Cardiology in Review
Obesity is a major public health issue with an increasing prevalence worldwide. Excess body fat is associated with various comorbidities, as well as increased overall mortality risk. The benefits of weight loss are evident by the reductions in morbidity and mortality. The foundation for most weight loss programs involves strict lifestyle modification, including dietary change and exercise. Unfortunately, many individuals struggle with weight loss and chronic weight management due to difficulty adhering to long-term lifestyle modification and the metabolic adaptations that promote weight regain. The use of adjunctive pharmacotherapy has been employed to help patients not only achieve greater weight loss than lifestyle modification alone but also to assist with long-term weight management. Historically, antiobesity drugs have produced only modest weight loss and required at least once daily administration.

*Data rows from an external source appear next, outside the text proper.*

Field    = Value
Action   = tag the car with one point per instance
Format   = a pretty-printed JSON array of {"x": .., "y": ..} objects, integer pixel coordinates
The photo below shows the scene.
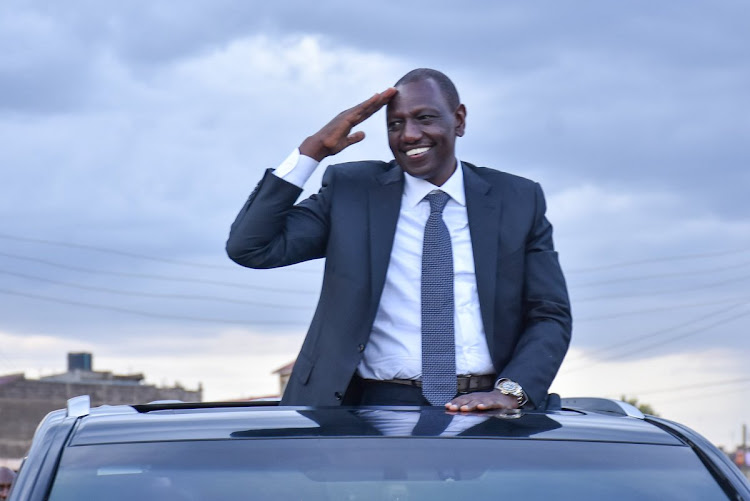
[{"x": 583, "y": 448}]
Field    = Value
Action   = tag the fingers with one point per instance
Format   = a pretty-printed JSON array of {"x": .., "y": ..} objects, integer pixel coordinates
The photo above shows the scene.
[
  {"x": 480, "y": 401},
  {"x": 355, "y": 137},
  {"x": 366, "y": 109}
]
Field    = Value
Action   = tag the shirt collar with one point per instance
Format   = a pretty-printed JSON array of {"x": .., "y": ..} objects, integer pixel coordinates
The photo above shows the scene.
[{"x": 416, "y": 189}]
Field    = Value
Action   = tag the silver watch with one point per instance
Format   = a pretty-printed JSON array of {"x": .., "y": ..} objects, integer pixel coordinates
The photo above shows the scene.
[{"x": 508, "y": 387}]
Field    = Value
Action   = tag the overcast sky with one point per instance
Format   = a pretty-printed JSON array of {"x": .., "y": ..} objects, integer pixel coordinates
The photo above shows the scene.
[{"x": 132, "y": 132}]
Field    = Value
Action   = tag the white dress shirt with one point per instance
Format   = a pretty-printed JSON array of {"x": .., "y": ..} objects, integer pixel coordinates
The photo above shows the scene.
[{"x": 394, "y": 350}]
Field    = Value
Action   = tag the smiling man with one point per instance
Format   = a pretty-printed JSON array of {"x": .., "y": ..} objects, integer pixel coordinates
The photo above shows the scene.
[{"x": 441, "y": 285}]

Glucagon-like peptide-1 (GLP-1), a hormone with significant effects on glycemic control and weight regulation, has been explored for use as adjunctive pharmacotherapy for weight loss. Semaglutide, a GLP-1 receptor agonist, was recently approved by the Food and Drug Administration for chronic weight management in adults with obesity or who are overweight. The approval came after the publication of the Semaglutide Treatment Effect in People with Obesity clinical trials. In these 68-week trials, semaglutide 2.4 mg was associated with significantly greater weight loss compared to placebo. Semaglutide differs from other GLP-1 receptor agonists by having a longer half-life and producing greater weight loss. This article provides an overview of the discovery and mechanism of action of semaglutide 2.4 mg, and the clinical trials that led to its approval.